Nevertheless, even if its multiplatform releases are wildly successful, the company will still need to commit to a regular cadence of releases to ensure steady cash flow. Until then, its reliance on the F2P and MMO titles that have traditionally subsidized its premium launches will be put to the test.

Revenue from the company’s MMO division was down 11% year-over-year, while the mobile portfolio has been on a steady decline for the past three years (see chart below). The upcoming release of Final Fantasy XIV’s latest expansion, Dawntrail, ought to buoy the division for a while longer, but what the company really needs is a reliable F2P hit to provide recurring revenue. Navok expects this to come in the form of a Square Enix take on the Genshin Impact model, which would certainly fit nicely into the aforementioned multiplatform approach. Of course, this is all much easier said than done — Square Enix is far from the only AAA publisher with a Genshin Impact-sized hole in its F2P portfolio.

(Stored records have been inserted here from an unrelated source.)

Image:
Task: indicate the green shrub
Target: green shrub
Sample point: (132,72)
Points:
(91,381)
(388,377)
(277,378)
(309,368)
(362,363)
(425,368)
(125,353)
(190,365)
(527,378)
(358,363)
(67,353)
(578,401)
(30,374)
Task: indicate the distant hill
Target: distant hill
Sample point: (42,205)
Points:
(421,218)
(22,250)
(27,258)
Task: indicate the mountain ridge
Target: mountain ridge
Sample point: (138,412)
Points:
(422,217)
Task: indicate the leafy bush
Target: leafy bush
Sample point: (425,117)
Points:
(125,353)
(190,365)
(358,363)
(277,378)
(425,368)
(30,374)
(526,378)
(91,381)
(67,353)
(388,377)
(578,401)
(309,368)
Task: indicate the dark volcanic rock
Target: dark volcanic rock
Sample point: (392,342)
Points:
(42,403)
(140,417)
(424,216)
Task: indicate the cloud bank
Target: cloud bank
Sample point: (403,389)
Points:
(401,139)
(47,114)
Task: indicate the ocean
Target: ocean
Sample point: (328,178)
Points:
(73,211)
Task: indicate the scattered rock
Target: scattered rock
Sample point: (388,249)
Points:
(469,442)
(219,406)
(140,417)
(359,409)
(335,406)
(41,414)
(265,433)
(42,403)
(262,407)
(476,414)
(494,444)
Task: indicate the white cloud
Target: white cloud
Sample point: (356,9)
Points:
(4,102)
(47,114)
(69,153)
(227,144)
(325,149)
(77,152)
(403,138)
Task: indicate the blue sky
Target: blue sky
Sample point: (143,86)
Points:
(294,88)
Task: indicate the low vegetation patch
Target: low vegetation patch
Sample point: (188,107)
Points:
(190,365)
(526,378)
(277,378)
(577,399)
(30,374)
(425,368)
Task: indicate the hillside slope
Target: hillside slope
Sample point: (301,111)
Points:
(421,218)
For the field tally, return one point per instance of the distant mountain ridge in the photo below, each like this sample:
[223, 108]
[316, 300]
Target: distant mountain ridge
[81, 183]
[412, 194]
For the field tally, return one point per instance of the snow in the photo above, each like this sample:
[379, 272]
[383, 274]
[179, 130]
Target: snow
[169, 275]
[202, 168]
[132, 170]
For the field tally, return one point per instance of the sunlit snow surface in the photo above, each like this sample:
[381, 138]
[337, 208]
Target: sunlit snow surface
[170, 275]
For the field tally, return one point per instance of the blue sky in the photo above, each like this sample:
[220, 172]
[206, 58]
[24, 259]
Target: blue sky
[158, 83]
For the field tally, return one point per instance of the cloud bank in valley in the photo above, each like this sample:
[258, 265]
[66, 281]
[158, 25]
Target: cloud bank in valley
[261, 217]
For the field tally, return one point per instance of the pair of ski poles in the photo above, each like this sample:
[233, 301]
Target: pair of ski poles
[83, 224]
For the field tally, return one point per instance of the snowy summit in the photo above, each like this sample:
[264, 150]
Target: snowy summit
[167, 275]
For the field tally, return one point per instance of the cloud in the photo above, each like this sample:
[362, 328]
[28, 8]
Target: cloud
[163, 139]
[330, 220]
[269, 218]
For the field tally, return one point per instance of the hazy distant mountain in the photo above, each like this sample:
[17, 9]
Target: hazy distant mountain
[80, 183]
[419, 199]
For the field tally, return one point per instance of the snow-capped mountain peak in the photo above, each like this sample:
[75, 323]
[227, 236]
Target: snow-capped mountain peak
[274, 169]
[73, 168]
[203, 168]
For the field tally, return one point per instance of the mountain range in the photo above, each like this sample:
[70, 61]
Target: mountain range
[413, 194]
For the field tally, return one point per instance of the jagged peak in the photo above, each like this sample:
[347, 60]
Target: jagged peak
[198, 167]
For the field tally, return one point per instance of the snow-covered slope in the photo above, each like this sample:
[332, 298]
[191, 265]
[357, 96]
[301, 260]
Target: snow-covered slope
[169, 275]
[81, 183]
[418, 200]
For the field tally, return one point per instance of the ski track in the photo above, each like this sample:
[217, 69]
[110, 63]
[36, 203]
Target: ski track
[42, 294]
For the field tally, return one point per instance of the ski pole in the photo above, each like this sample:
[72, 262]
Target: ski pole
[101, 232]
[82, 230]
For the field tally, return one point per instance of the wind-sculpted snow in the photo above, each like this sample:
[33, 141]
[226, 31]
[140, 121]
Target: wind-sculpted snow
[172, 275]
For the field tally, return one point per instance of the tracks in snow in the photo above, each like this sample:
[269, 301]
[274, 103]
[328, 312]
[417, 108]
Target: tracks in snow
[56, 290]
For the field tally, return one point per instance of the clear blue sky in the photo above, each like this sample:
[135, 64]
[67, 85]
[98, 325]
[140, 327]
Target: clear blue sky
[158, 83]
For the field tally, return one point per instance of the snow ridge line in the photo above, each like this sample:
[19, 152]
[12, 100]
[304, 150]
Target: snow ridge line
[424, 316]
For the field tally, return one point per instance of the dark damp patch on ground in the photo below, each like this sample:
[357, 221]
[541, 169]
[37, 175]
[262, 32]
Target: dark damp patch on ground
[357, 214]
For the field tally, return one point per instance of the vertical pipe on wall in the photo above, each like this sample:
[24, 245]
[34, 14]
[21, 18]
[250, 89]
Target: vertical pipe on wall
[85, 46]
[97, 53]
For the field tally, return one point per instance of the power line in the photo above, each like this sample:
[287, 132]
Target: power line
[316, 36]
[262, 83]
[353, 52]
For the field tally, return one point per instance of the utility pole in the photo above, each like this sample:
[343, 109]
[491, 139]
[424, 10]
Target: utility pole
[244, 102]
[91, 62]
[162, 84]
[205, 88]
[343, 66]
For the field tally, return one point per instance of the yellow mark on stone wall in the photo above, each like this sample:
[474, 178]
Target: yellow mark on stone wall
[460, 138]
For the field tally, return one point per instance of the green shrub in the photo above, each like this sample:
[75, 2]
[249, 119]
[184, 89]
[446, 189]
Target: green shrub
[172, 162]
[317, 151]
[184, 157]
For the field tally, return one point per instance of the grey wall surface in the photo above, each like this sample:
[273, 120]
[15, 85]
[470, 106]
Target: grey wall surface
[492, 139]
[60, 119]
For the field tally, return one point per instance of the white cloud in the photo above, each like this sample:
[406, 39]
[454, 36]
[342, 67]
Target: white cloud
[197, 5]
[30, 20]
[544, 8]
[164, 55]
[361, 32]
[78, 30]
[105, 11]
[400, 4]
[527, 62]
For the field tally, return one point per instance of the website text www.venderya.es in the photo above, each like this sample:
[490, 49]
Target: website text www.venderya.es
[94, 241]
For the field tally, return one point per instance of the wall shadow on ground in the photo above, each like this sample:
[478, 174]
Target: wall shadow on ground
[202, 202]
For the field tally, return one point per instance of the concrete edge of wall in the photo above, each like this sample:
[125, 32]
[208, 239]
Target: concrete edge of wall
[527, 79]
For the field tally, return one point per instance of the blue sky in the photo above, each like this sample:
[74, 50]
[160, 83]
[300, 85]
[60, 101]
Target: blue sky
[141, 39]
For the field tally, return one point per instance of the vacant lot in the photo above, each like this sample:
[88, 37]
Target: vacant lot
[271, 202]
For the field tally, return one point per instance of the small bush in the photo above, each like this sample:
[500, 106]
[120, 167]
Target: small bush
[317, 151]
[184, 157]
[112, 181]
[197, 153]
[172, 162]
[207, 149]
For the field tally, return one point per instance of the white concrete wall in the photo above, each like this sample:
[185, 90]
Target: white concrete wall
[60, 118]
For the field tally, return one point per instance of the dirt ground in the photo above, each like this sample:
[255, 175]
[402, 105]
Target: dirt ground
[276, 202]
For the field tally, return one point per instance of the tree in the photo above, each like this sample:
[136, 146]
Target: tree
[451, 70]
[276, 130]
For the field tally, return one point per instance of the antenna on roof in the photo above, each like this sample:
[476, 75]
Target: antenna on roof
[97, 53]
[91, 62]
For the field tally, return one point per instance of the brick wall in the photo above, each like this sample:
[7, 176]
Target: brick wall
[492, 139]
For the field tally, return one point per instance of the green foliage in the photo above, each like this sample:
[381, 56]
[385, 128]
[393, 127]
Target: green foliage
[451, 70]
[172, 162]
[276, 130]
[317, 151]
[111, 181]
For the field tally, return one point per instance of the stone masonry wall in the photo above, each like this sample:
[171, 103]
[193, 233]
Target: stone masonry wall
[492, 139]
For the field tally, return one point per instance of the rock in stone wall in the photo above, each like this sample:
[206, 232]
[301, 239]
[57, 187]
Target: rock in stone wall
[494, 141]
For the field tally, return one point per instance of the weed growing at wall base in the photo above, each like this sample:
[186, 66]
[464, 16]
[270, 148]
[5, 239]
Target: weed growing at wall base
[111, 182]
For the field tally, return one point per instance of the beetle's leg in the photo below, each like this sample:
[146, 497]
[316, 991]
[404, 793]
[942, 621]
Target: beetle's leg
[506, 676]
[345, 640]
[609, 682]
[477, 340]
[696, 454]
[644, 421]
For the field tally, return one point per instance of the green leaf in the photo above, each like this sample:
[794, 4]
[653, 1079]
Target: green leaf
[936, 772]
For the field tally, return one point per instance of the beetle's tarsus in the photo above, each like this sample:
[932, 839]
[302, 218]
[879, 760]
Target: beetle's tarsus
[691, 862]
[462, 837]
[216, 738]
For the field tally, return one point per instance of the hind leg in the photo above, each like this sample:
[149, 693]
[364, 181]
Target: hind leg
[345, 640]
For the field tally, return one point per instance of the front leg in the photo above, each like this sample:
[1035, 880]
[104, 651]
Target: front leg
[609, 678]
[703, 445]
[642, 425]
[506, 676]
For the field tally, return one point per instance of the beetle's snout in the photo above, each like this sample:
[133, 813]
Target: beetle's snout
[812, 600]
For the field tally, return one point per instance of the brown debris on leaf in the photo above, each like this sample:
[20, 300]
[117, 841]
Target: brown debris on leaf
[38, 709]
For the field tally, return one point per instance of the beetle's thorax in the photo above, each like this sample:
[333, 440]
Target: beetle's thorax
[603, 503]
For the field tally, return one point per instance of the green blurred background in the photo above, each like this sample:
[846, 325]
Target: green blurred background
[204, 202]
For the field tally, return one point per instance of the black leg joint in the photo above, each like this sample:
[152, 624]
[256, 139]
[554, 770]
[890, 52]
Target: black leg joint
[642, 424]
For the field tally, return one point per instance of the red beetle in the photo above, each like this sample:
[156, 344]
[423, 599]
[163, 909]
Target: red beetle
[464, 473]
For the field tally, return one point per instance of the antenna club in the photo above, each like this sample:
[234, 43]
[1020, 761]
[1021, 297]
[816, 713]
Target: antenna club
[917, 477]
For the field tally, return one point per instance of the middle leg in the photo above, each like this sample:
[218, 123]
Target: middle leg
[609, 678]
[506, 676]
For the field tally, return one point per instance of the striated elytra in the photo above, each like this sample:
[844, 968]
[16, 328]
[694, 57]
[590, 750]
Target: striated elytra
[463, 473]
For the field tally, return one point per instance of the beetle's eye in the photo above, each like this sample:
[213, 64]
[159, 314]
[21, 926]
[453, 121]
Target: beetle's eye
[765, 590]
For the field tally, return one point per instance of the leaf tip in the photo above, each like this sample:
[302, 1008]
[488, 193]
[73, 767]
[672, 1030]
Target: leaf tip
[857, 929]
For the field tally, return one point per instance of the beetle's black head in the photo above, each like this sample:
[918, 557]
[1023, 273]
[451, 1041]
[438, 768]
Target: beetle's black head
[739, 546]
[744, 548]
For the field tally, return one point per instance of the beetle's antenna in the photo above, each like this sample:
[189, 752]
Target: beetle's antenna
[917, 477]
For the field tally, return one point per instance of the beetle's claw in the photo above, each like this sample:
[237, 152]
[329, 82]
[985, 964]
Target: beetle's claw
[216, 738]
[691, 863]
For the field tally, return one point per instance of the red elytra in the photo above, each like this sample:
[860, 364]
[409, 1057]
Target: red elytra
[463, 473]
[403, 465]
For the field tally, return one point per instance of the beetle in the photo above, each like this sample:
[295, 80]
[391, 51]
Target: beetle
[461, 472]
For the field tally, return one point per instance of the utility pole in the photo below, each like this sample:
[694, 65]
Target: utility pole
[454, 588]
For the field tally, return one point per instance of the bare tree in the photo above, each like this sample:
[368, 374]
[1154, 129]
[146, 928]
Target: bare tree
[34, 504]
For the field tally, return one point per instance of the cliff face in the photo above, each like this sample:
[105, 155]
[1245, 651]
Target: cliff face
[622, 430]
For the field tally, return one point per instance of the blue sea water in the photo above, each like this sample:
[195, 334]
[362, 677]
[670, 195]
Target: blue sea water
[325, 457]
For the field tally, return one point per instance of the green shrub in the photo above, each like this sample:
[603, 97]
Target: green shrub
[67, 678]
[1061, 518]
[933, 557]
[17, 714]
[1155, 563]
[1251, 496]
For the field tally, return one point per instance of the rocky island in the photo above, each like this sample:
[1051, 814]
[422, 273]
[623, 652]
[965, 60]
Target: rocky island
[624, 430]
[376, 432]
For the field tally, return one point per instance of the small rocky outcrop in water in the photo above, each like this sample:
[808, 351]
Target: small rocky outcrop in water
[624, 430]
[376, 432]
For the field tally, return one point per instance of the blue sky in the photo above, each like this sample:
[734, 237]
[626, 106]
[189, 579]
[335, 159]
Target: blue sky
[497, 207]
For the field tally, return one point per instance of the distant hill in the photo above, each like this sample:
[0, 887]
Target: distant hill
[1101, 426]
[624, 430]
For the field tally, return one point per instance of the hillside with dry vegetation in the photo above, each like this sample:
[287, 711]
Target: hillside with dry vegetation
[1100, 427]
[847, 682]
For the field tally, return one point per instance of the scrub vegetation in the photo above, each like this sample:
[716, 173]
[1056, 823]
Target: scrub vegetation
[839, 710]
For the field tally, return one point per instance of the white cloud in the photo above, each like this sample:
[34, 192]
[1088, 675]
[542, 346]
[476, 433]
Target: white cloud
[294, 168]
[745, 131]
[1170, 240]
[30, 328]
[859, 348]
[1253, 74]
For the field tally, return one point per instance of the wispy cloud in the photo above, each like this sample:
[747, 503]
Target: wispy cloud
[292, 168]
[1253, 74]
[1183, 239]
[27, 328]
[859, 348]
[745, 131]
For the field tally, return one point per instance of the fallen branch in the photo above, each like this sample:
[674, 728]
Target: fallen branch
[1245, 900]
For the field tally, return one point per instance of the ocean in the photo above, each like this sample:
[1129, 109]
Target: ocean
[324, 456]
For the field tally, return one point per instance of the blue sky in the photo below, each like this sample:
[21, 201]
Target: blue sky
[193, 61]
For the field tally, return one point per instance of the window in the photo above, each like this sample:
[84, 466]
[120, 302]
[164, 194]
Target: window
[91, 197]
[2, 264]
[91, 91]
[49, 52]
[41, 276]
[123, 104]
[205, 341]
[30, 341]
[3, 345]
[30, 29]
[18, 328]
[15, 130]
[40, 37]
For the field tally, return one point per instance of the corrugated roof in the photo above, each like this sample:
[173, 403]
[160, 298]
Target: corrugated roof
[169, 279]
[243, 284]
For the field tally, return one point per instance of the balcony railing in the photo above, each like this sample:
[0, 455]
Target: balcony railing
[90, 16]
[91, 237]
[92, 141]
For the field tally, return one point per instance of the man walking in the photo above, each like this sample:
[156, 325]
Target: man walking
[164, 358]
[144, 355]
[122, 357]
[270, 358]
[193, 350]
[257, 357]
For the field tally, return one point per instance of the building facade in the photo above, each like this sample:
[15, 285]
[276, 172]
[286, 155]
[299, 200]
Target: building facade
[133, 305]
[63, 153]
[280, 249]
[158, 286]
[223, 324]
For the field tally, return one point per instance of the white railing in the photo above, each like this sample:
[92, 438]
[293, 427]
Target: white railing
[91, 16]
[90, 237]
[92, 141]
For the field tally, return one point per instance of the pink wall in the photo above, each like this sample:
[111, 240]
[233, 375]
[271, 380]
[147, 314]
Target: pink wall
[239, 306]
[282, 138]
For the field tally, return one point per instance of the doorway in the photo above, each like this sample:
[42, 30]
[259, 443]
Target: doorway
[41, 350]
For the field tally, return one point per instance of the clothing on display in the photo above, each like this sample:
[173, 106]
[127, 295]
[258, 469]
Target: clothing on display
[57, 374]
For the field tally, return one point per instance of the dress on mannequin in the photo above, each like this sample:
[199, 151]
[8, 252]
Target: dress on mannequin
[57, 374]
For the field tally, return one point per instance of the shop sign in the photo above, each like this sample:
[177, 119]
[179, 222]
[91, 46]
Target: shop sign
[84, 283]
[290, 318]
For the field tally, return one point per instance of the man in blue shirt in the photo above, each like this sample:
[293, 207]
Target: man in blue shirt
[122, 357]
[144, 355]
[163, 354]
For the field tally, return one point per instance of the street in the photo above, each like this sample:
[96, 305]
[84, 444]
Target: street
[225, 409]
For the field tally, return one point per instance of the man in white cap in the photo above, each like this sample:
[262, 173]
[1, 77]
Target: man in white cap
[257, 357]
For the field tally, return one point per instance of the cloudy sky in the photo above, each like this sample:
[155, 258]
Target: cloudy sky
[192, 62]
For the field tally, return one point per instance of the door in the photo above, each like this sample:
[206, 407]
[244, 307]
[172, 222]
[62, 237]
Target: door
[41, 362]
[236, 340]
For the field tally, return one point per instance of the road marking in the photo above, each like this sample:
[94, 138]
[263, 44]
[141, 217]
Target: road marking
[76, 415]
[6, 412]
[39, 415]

Square Enix Monthly Mobile Portfolio Revenue
Square Enix’s global mobile revenue is less than half of what it was just a few years ago. | Source: data.ai

The company clearly has its work cut out for it. A return to growth for Square Enix will likely require a multiyear turnaround from Kiryu and his team that — even if executed to perfection — may still succumb to broader competitive pressures. To once again return to Navok’s breakdown of the situation, “if you are 13 years old now, you were 5 years old when the last mainline FF, FF15, came out. Your family may not own a PS5 and you may not care.”

The company’s new “corporate philosophy structure” may be geared toward creating “unforgettable experiences.” But will tomorrow’s gaming audiences even notice?